Violeta Bulc, European Commissioner for Transport emphasised the importance of transport decarbonisation and climate action for our lives and livelihoods. Commissioner Bulc introduced the European Commission’s “long-term vision for a prosperous, modern, competitive and climate neutral economy” by 2050.
José Mendes, First Secretary of State for Mobility, Portugal, discussed the importance of bringing together countries, cities and regions, and companies to achieve this goal. He is also Chair of the Transport Decarbonisation Alliance (TDA).
José Mendes commented that: “Demand for mobility will not decrease. Emissions will double if we do nothing. Transport is a problem today, but in the future it will be part of the solution.
There are enough solutions to achieve carbon neutrality for transport; there is also political momentum, and national leaders are starting to recognise the importance of non-state actors. This is why we created the TDA, a coalition of the willing.”
This year’s Transport Day demonstrated the strong role cities have to play in reducing greenhouse gas emissions and improving air quality by implementing measures in the transport sector. It showcased best practice examples from around the globe, with presentations from various European cities involved in the European Commission-funded CIVITAS Initiative.
Breakout sessions highlighted the importance of city- and sub-national-level actions; adaptation strategies and social, policy, and financing innovations that can galvanise them; and the importance of these innovations to support mitigatory action, such as the expansion of electromobility and walking and cycling. Another common sentiment was that the technology and solutions needed already exist, and must be used together in a comprehensive, integrated, and cross-sectoral approach.
The Transport Day 2018 concluded with a closing plenary moderated by Maruxa Cardama, Secretary-General of SLoCaT, with Andrea Meza, Director of the Climate Change Directorate, Ministry of Environment and Energy of Costa Rica, Dominic Patella, Senior Transport Specialist, World Bank, and Armin Wagner, Team Leader for Sustainable Mobility, GIZ.
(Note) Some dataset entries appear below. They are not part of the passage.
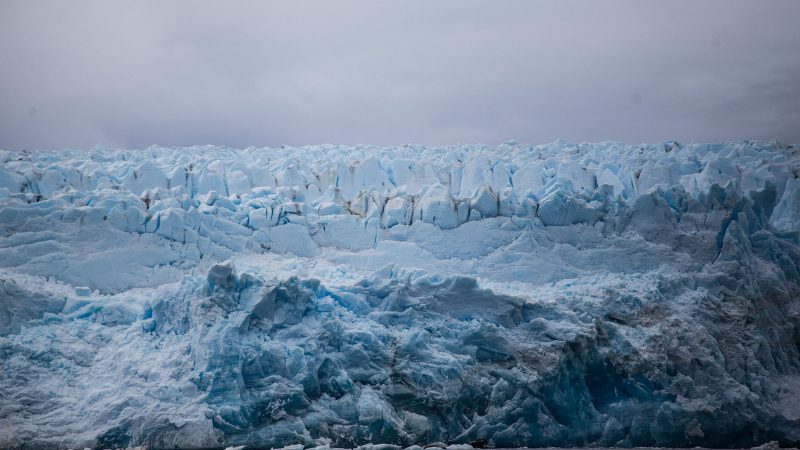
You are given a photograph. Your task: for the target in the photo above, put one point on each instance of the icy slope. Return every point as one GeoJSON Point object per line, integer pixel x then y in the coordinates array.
{"type": "Point", "coordinates": [571, 295]}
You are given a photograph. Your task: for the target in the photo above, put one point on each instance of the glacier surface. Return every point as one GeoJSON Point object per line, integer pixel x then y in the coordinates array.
{"type": "Point", "coordinates": [555, 295]}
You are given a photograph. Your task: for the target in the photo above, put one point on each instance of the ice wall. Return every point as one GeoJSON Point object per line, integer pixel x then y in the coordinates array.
{"type": "Point", "coordinates": [558, 295]}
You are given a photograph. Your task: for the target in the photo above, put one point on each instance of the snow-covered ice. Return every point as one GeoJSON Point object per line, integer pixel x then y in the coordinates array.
{"type": "Point", "coordinates": [563, 294]}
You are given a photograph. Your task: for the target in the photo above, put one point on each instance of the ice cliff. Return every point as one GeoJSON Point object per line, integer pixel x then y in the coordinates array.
{"type": "Point", "coordinates": [557, 295]}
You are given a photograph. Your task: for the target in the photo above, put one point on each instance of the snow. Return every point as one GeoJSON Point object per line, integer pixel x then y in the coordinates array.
{"type": "Point", "coordinates": [324, 297]}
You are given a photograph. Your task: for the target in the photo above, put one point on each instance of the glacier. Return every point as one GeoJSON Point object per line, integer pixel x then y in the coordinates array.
{"type": "Point", "coordinates": [594, 294]}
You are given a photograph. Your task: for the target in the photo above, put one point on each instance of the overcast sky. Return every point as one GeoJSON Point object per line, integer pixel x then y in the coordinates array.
{"type": "Point", "coordinates": [132, 74]}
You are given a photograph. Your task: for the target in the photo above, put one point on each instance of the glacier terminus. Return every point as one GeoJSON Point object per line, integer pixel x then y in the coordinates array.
{"type": "Point", "coordinates": [594, 294]}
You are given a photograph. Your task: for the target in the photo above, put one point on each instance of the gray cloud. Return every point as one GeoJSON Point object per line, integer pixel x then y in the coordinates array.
{"type": "Point", "coordinates": [79, 74]}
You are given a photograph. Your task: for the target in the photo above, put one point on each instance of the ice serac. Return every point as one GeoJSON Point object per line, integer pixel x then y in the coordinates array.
{"type": "Point", "coordinates": [558, 295]}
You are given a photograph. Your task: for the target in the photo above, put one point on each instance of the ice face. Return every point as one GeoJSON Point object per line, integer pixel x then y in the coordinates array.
{"type": "Point", "coordinates": [567, 295]}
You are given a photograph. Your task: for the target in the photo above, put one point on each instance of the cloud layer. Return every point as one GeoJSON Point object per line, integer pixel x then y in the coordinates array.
{"type": "Point", "coordinates": [79, 74]}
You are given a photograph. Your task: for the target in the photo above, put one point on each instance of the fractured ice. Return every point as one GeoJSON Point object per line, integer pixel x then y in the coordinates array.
{"type": "Point", "coordinates": [568, 295]}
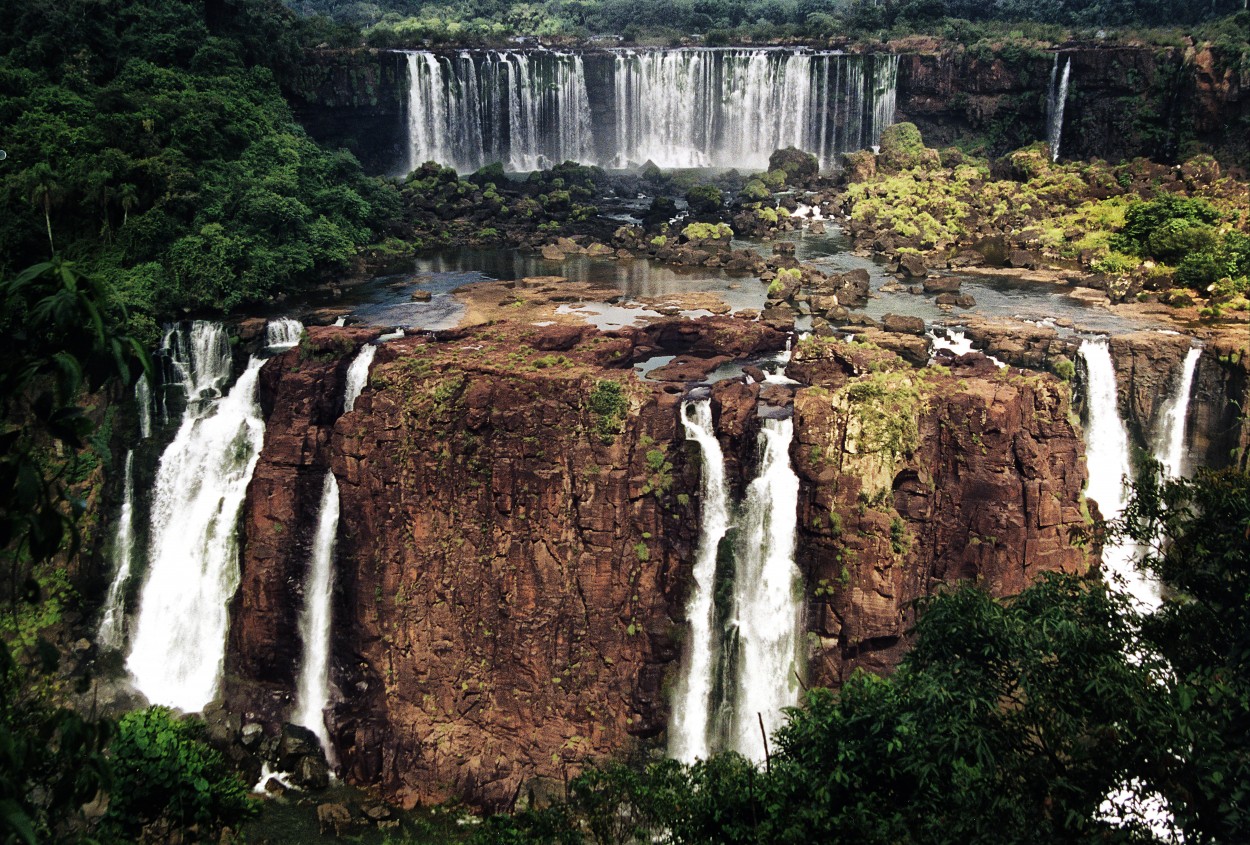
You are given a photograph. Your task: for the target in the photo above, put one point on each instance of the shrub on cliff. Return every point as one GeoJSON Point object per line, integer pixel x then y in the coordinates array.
{"type": "Point", "coordinates": [168, 776]}
{"type": "Point", "coordinates": [705, 200]}
{"type": "Point", "coordinates": [799, 166]}
{"type": "Point", "coordinates": [903, 148]}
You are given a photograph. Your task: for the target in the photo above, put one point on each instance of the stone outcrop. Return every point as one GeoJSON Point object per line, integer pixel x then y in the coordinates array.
{"type": "Point", "coordinates": [1219, 410]}
{"type": "Point", "coordinates": [516, 533]}
{"type": "Point", "coordinates": [1126, 100]}
{"type": "Point", "coordinates": [913, 479]}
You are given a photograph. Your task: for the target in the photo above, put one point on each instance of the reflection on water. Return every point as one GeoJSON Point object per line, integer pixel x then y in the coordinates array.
{"type": "Point", "coordinates": [389, 300]}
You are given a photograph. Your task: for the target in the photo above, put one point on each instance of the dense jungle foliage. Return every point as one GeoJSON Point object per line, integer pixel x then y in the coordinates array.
{"type": "Point", "coordinates": [148, 140]}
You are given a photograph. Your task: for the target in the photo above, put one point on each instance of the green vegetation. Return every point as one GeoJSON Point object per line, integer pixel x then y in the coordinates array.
{"type": "Point", "coordinates": [148, 141]}
{"type": "Point", "coordinates": [1008, 721]}
{"type": "Point", "coordinates": [165, 774]}
{"type": "Point", "coordinates": [608, 406]}
{"type": "Point", "coordinates": [406, 23]}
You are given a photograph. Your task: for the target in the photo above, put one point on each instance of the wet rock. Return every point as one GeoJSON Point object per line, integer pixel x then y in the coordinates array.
{"type": "Point", "coordinates": [1023, 259]}
{"type": "Point", "coordinates": [311, 774]}
{"type": "Point", "coordinates": [941, 285]}
{"type": "Point", "coordinates": [913, 264]}
{"type": "Point", "coordinates": [334, 819]}
{"type": "Point", "coordinates": [903, 324]}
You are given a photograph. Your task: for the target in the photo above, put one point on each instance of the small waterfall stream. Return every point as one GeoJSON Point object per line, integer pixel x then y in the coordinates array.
{"type": "Point", "coordinates": [314, 680]}
{"type": "Point", "coordinates": [113, 629]}
{"type": "Point", "coordinates": [358, 375]}
{"type": "Point", "coordinates": [1170, 444]}
{"type": "Point", "coordinates": [693, 703]}
{"type": "Point", "coordinates": [180, 629]}
{"type": "Point", "coordinates": [1055, 104]}
{"type": "Point", "coordinates": [283, 334]}
{"type": "Point", "coordinates": [1106, 454]}
{"type": "Point", "coordinates": [768, 596]}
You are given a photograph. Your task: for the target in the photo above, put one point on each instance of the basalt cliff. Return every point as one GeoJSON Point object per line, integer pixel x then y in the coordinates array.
{"type": "Point", "coordinates": [519, 514]}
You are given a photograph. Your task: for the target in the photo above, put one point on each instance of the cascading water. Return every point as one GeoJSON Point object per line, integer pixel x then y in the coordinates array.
{"type": "Point", "coordinates": [113, 623]}
{"type": "Point", "coordinates": [691, 706]}
{"type": "Point", "coordinates": [1170, 444]}
{"type": "Point", "coordinates": [314, 681]}
{"type": "Point", "coordinates": [283, 334]}
{"type": "Point", "coordinates": [525, 110]}
{"type": "Point", "coordinates": [676, 108]}
{"type": "Point", "coordinates": [179, 644]}
{"type": "Point", "coordinates": [358, 375]}
{"type": "Point", "coordinates": [768, 596]}
{"type": "Point", "coordinates": [1106, 455]}
{"type": "Point", "coordinates": [1055, 103]}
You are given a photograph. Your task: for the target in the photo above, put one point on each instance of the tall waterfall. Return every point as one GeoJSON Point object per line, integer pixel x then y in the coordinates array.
{"type": "Point", "coordinates": [525, 110]}
{"type": "Point", "coordinates": [1055, 103]}
{"type": "Point", "coordinates": [180, 633]}
{"type": "Point", "coordinates": [1170, 445]}
{"type": "Point", "coordinates": [678, 108]}
{"type": "Point", "coordinates": [314, 683]}
{"type": "Point", "coordinates": [358, 375]}
{"type": "Point", "coordinates": [113, 633]}
{"type": "Point", "coordinates": [283, 333]}
{"type": "Point", "coordinates": [691, 706]}
{"type": "Point", "coordinates": [768, 596]}
{"type": "Point", "coordinates": [1106, 454]}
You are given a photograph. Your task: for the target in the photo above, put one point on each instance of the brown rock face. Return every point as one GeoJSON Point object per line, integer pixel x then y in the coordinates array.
{"type": "Point", "coordinates": [508, 570]}
{"type": "Point", "coordinates": [518, 528]}
{"type": "Point", "coordinates": [910, 480]}
{"type": "Point", "coordinates": [1148, 368]}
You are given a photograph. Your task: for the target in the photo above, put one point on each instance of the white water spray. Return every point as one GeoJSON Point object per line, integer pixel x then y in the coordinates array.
{"type": "Point", "coordinates": [691, 708]}
{"type": "Point", "coordinates": [314, 681]}
{"type": "Point", "coordinates": [283, 334]}
{"type": "Point", "coordinates": [358, 375]}
{"type": "Point", "coordinates": [180, 633]}
{"type": "Point", "coordinates": [768, 595]}
{"type": "Point", "coordinates": [1055, 104]}
{"type": "Point", "coordinates": [678, 108]}
{"type": "Point", "coordinates": [1106, 455]}
{"type": "Point", "coordinates": [113, 633]}
{"type": "Point", "coordinates": [1170, 445]}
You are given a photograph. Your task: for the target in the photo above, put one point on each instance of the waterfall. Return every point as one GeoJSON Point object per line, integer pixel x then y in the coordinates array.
{"type": "Point", "coordinates": [1106, 455]}
{"type": "Point", "coordinates": [691, 708]}
{"type": "Point", "coordinates": [314, 683]}
{"type": "Point", "coordinates": [768, 595]}
{"type": "Point", "coordinates": [283, 334]}
{"type": "Point", "coordinates": [180, 631]}
{"type": "Point", "coordinates": [113, 623]}
{"type": "Point", "coordinates": [679, 108]}
{"type": "Point", "coordinates": [358, 375]}
{"type": "Point", "coordinates": [200, 359]}
{"type": "Point", "coordinates": [144, 405]}
{"type": "Point", "coordinates": [1055, 103]}
{"type": "Point", "coordinates": [1170, 444]}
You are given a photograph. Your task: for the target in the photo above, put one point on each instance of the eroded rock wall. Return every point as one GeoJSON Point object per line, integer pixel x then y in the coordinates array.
{"type": "Point", "coordinates": [916, 479]}
{"type": "Point", "coordinates": [515, 545]}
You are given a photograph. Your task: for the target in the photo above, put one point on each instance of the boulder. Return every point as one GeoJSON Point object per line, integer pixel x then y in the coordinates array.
{"type": "Point", "coordinates": [903, 324]}
{"type": "Point", "coordinates": [913, 264]}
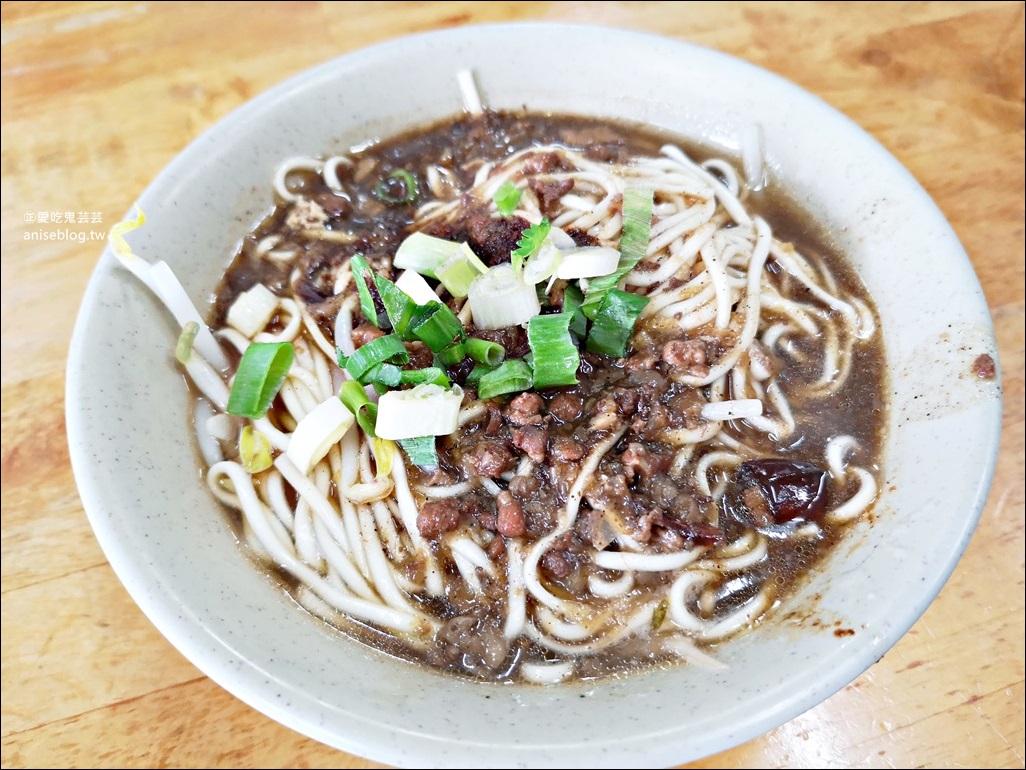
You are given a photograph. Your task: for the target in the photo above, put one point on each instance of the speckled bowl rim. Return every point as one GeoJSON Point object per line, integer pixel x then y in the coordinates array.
{"type": "Point", "coordinates": [135, 493]}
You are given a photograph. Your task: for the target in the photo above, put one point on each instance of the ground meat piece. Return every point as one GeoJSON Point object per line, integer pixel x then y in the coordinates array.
{"type": "Point", "coordinates": [510, 521]}
{"type": "Point", "coordinates": [581, 237]}
{"type": "Point", "coordinates": [523, 486]}
{"type": "Point", "coordinates": [437, 517]}
{"type": "Point", "coordinates": [684, 407]}
{"type": "Point", "coordinates": [643, 361]}
{"type": "Point", "coordinates": [550, 191]}
{"type": "Point", "coordinates": [513, 339]}
{"type": "Point", "coordinates": [566, 407]}
{"type": "Point", "coordinates": [566, 449]}
{"type": "Point", "coordinates": [606, 415]}
{"type": "Point", "coordinates": [494, 240]}
{"type": "Point", "coordinates": [626, 398]}
{"type": "Point", "coordinates": [531, 440]}
{"type": "Point", "coordinates": [496, 548]}
{"type": "Point", "coordinates": [615, 152]}
{"type": "Point", "coordinates": [524, 410]}
{"type": "Point", "coordinates": [760, 355]}
{"type": "Point", "coordinates": [640, 461]}
{"type": "Point", "coordinates": [441, 477]}
{"type": "Point", "coordinates": [984, 367]}
{"type": "Point", "coordinates": [556, 563]}
{"type": "Point", "coordinates": [489, 458]}
{"type": "Point", "coordinates": [363, 335]}
{"type": "Point", "coordinates": [475, 644]}
{"type": "Point", "coordinates": [689, 355]}
{"type": "Point", "coordinates": [326, 310]}
{"type": "Point", "coordinates": [494, 420]}
{"type": "Point", "coordinates": [666, 540]}
{"type": "Point", "coordinates": [334, 206]}
{"type": "Point", "coordinates": [653, 419]}
{"type": "Point", "coordinates": [543, 162]}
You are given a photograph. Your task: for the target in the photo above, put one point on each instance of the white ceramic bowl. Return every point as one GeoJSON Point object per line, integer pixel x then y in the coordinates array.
{"type": "Point", "coordinates": [136, 468]}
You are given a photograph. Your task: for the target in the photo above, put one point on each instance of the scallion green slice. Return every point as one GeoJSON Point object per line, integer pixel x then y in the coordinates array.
{"type": "Point", "coordinates": [183, 350]}
{"type": "Point", "coordinates": [421, 451]}
{"type": "Point", "coordinates": [484, 351]}
{"type": "Point", "coordinates": [361, 271]}
{"type": "Point", "coordinates": [387, 349]}
{"type": "Point", "coordinates": [633, 244]}
{"type": "Point", "coordinates": [573, 300]}
{"type": "Point", "coordinates": [614, 322]}
{"type": "Point", "coordinates": [437, 326]}
{"type": "Point", "coordinates": [385, 374]}
{"type": "Point", "coordinates": [555, 356]}
{"type": "Point", "coordinates": [398, 306]}
{"type": "Point", "coordinates": [410, 190]}
{"type": "Point", "coordinates": [479, 371]}
{"type": "Point", "coordinates": [432, 375]}
{"type": "Point", "coordinates": [261, 373]}
{"type": "Point", "coordinates": [355, 398]}
{"type": "Point", "coordinates": [507, 198]}
{"type": "Point", "coordinates": [529, 243]}
{"type": "Point", "coordinates": [512, 376]}
{"type": "Point", "coordinates": [451, 355]}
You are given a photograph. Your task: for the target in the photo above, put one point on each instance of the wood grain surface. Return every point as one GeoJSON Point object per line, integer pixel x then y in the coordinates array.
{"type": "Point", "coordinates": [97, 98]}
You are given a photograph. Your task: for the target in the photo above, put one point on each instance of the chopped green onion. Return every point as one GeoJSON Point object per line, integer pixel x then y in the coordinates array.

They pointed to the urgent need for transport to boldly and directly engage with adaptive and mitigatory efforts, and the need for the transport community to be embedded in the climate discussions of the UNFCCC, particularly in concert with the energy sector.
In addition to being essential for meeting emissions goals, urban mobility action offers substantial benefits by improving air quality, congestion, quality of life, traffic safety, public health and social cohesion.
The day of intense discussion and exchange emphasised to all present how national governments can support cities through framing activities for successful sustainable urban mobility action. These include national legislation to foster sustainable urban mobility, common planning tools, and funding for cities to implement necessary initiatives.
Ultimately, Transport Day 2018 should lead to the increased integration of urban mobility-related actions into the Nationally Determined Contributions (NDCs) being developed by States in 2019 and submitted to the UNFCCC in 2020.
Currently, only 8% of NDCs have quantified emissions reduction targets relating to transport. This must change now if transport’s immense potential to help tackle climate change is to be realised – that process started at Transport Day 2018.